To sucessfully deploy Honeyd in either a small-scale or large-scale deployment, it is important to understand how well it performs for different configurations on a given computing platform. This section gives a brief overview of Honeyd's performance on a 1.1 GHz Pentium III over an idle 100MBit/s network. By observing how fast it can return large-size ping packets, we find that Honeyd's aggregate bandwidth can easily keep up with 80MBit/s of incoming traffic. The number of templates do not seem to affect the performance of Honeyd much either. When increasing a configuration from one virtual honeypot to a system in which there are over 250,000 templates, the processing time increases from 0 .022ms per packet to only 0.032ms. This boils down to about 31,000 packets per second, which is not bad at all.
However, the most interesting measure is how many TCP connections such a system can sustain. We measured a a simple internal echo service. After it accepts a TCP connection, it outputs a single line of status information and then echos all the input it receives. We measured how many TCP requests Honeyd can support per second by creating TCP connections from 65536 random source IP addresses to 65536 random destination addresses. To decrease the client load, we developed nttlscan, a tool that creates TCP connections without requiring state on the client. A request is successful when the client sees its own data packet echoed by the echo service running under Honeyd.

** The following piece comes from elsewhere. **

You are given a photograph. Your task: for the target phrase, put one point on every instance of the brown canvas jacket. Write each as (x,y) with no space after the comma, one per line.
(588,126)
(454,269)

Figure 5.12 shows that Honeyd can sustain about 2000 TCP transactions per second. Performance decreases slightly in the case where each of the 65K honeypots is configured individually. We also show how the performances decreases when a virtual routing topology, has been configured. The deeper the topology, the larger the performance impact. This is due to additional buffering of packets. To scale in such an environment, a fast computer with lots of memory is necessary. However, even on a modest system, it is possible to simulate thousands of different honeypots.